Confirmation and Identification of Salmonella spp., Cronobacter spp., and Other Gram-Negative Organisms by the Bruker MALDI Biotyper Method: Collaborative Study, First Action 2017.09.

Benjamin Bastin1, Patrick Bird1, M Joseph Benzinger1, Erin Crowley1, James Agin1, David Goins1, Daniele Sohier2, Markus Timke2, Gongyi Shi2, Markus Kostrzewa2.   

Abstract

The Bruker MALDI Biotyper® method utilizes matrix-assisted laser desorption/ionization time-of-flight (MALDI-TOF) MS for the rapid and accurate identification and confirmation of Gram-negative bacteria from select media types.

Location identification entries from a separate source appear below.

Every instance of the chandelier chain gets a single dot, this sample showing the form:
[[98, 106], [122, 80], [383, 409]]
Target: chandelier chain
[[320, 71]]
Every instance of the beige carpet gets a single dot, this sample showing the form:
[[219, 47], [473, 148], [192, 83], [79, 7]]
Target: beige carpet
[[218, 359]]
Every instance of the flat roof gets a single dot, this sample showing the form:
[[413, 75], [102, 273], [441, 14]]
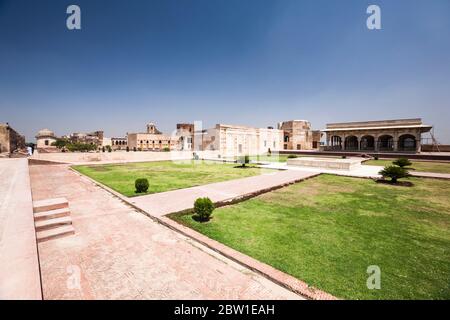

The alternative method was evaluated using nonselective and selective agars to identify Cronobacter spp., Salmonella spp., and select Gram-negative bacteria. Results obtained by the Bruker MALDI Biotyper were compared to the traditional biochemical methods as prescribed in the appropriate reference methods. Two collaborative studies were organized, one in the United States focusing on Cronobacter spp. and other Gram-negative bacteria, and one in Europe focusing on Salmonella spp. and other Gram-negative bacteria. Fourteen collaborators from seven laboratories located within the United States participated in the first collaborative study for Cronobacter spp. Fifteen collaborators from 15 service laboratories located within Europe participated in the second collaborative study for Salmonella spp. For each target organism (either Salmonella spp. or Cronobacter spp.), a total of 24 blind-coded isolates were evaluated. In each set of 24 organisms, there were 16 inclusivity organisms (Cronobacter spp. or Salmonella spp.) and 8 exclusivity organisms (closely related non-Cronobacter spp. and non-Salmonella spp. Gram-negative organisms). After testing was completed, the total percentage of correct identifications from each agar type for each strain was determined at a percentage of 100.0% to the genus level for the Cronobacter study and a percentage of 100.0% to the genus level for the Salmonella study. For both non-Cronobacter and non-Salmonella organisms, a percentage of 100.0% was correctly identified. The results indicated that the alternative method produced equivalent results when compared to the confirmatory procedures specified by each reference method.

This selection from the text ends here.